Forecasts by the Oxford Economics Department are predicting a 16% unemployment rate by May with losses of 27.9 million jobs. Over treble the 8.7 million jobs cut during the global financial crisis and its aftermath, where jobs were lost over a two to three year period. The treasury secretary, Steve Mnuchin, speculated a 30% unemployment rate in the coming months. However it must be said this was prior to the approval of the $2 trillion stimulus package known as the CARES Act, including $349 billion available to small business owners and its staff through the paycheck protection program.
For unemployment to be worse than the great depression of the 1930s it would need to exceed 25%.
The well known publication, The Economist, draws parallels of the coronavirus pandemic with Hurricane Katrina and its impact on the Louisiana economy. In August 2015, Louisiana’s unemployment rate was at 5.4%, close to all-time lows, however once the storm struck it destroyed huge numbers of firms and the state’s unemployment rate more than doubled in a month.
America, and indeed the world at large, is now enduring the same trauma. Being, to an extent, outside of the economies control, it may be easier to use this comparison to predict what will happen with unemployment numbers right now than by comparing it to previous financial recessions. Hiring is likely to be lower than is typical in a recession. Surveys conducted to understand firms’ hiring intentions indicate they are lower than they were in 2008. The logistics of actually applying and hiring for a job are difficult when the world is on lockdown too. Even without any coronavirus-induced layoffs, hiring freezes would cause a steep rise to unemployment.
There has been an encouraging level of support from the US government though. America’s $2 trillion economic-stimulus known as the CARES Act will be a good marker for rising unemployment. The $349 billion paycheck protection program is planned to cover the salaries of all at-risk workers for eight weeks and the loan will be 100% forgiven providing small businesses retain all of their staff. This should mean it is considerably less likely that small firms will let staff go.

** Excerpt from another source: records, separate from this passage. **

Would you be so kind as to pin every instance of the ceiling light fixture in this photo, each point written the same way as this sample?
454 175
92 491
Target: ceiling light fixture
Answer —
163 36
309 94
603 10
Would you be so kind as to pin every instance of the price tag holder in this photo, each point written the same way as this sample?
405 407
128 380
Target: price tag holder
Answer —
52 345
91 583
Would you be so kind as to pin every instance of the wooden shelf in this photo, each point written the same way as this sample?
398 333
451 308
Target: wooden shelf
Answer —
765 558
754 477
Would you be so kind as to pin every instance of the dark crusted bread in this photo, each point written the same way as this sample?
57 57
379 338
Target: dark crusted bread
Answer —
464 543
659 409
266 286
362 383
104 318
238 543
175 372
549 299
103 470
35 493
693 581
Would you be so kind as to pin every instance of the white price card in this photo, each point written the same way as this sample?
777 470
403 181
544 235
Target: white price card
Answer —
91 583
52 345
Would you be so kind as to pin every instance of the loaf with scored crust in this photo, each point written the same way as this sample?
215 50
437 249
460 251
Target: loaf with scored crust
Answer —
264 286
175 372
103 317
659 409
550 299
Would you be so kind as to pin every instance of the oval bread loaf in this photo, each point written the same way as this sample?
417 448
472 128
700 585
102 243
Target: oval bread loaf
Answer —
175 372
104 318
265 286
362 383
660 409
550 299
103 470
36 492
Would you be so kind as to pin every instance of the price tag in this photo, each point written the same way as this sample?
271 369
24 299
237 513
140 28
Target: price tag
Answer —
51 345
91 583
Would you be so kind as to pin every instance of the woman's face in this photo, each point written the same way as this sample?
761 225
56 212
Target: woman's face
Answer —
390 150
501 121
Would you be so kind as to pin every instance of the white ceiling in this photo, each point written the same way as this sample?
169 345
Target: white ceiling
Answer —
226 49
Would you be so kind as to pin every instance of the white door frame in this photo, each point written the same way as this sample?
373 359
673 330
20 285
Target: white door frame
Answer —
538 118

Will 8 weeks be long enough for business to return to normal? A sharp rise in unemployment is certainly less of an issue if it quickly falls after the lockdown is over. To that regard Louisiana offers an encouraging precedent. After a poor start to 2005, unemployment dropped almost as quickly as it increased straight after Hurricane Katrina. Of course circumstances aren’t the same and socially the response will be different. Exactly when consumer confidence will return is too tough to predict. Not only from the continuing fear of contracting coronavirus but also from the understanding that their whole life and financial security can change at any minute. It will take a long time until consumer and commercial spending reaches pre-coronavirus levels and until it does, the unemployment rate in the US certainly won’t be as low as the levels we saw over the last decade.